# Elements Teaching Notes

*Spring 2021*

# Preface

This is a translation work of the book written originally in Mandarin (《几何原本》教学手记). Technical translation was used for acceleration.

## Forewords

In August 2020, I had the opportunity to teach Euclid’s Elements, and the teaching of the first volume lasted about 3 months and took about 30 teaching hours. I took notes before and after each class. This teaching note is recommended to be read in conjunction with Euclid’s Elements, particularly If you are not familiar with the geometry, you may need to preview all the propositions first.

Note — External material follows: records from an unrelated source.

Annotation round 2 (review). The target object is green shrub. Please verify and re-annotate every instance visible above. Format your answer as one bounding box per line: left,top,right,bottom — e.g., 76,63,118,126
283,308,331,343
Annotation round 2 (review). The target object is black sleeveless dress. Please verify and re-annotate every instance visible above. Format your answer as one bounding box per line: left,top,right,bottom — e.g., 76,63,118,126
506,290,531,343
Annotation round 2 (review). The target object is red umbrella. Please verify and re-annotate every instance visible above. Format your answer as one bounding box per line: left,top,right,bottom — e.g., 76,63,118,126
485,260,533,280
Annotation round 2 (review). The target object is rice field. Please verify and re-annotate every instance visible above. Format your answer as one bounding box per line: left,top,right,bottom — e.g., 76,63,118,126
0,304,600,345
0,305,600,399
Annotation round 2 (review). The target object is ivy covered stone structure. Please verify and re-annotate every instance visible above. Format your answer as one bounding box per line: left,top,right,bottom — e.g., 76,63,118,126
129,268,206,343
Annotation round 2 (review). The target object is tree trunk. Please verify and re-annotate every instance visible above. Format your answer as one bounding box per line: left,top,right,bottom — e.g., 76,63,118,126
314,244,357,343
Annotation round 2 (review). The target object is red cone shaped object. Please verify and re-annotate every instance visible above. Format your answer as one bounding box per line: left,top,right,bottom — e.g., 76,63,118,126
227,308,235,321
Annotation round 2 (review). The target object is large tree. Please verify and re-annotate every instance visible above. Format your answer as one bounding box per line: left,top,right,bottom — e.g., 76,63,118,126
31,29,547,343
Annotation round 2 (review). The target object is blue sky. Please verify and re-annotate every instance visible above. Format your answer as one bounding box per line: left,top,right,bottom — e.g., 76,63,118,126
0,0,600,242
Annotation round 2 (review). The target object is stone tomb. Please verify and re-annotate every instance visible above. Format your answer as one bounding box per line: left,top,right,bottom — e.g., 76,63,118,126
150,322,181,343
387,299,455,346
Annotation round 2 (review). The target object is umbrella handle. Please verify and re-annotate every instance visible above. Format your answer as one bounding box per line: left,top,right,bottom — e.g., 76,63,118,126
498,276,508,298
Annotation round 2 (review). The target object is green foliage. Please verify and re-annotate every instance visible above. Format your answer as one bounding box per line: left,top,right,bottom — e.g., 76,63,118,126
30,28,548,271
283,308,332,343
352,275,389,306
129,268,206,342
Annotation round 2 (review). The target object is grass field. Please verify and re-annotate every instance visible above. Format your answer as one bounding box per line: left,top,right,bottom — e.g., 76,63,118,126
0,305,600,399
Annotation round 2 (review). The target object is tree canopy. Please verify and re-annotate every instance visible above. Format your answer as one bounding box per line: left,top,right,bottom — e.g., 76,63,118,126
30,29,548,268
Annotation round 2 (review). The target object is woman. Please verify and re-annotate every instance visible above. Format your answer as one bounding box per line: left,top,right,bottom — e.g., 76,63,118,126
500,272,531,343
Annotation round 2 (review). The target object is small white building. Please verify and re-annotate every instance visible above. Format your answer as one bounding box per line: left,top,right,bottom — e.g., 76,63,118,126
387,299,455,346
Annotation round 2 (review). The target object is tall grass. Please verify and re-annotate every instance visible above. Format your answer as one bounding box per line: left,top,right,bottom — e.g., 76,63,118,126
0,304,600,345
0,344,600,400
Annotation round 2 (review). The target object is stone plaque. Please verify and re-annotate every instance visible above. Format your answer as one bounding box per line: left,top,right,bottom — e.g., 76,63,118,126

Note: The first ten lessons will last between one and one and a half hours, and from the eleventh lesson onwards, the lessons will last between one and a half and two hours. There are review sessions in between that are not counted, and the total teaching time should be around 30 hours.

The study journey of the first volume of Euclid’s Elements started in August 2020.

## Prologue

Mathematics is a fundamental subject that is required for every student. However, the learning style varies and in the traditional classroom (China), students learn formulas, operations, and other laws as a recipient, while exams are given to see if students can apply what they have learned and solve problems correctly. In my discussion class of Euclid, it is not about asking students to master or memorize any single definition or proposition, but to go into the source of mathematics together to observe and explore its original formation. If mathematics is a skyscraper today, the point of the discussion is to pick up the shovel and carefully shovel away the soil to observe the original foundation: How was it designed? What was the thinking behind it? Is there anything that can be questioned or overturned? What are the basic laws of “mathematics” as a discipline here? All of these questions are open-ended, and the answers will vary with the degree of individual learning.

Because the student may not be used to the discussion class, I do not start with the definition section at the beginning. Imagine that you ask students on the first day of class, “A point has no parts,” what is a “part”? Such a question would probably not be understood, even sounds weird to an adult, and would be very metaphysical. Thus I planned to start with the proposition which is similar to the geometry math problem in middle school, and then go back and discuss the definition in reverse.

For this discussion class, they were just Alex and I. In the summer of 2020, Alex was a middle school student, living in Shanghai, and he was preparing his second year of middle school. Because he is a gifted student, he had skipped two grades in elementary school, and was slightly younger than the students in his class. Since I was in Europe, all the discussions have been delivered through online teaching.

I would like to thank Angela (Alex’ mother) for her support and trust. Without her, Alex and I would not put aside the test-based math studies and we could not spend our time exploring math freely. With a grateful heart, I have recorded my ideas and thoughts about the lessons in my notebook.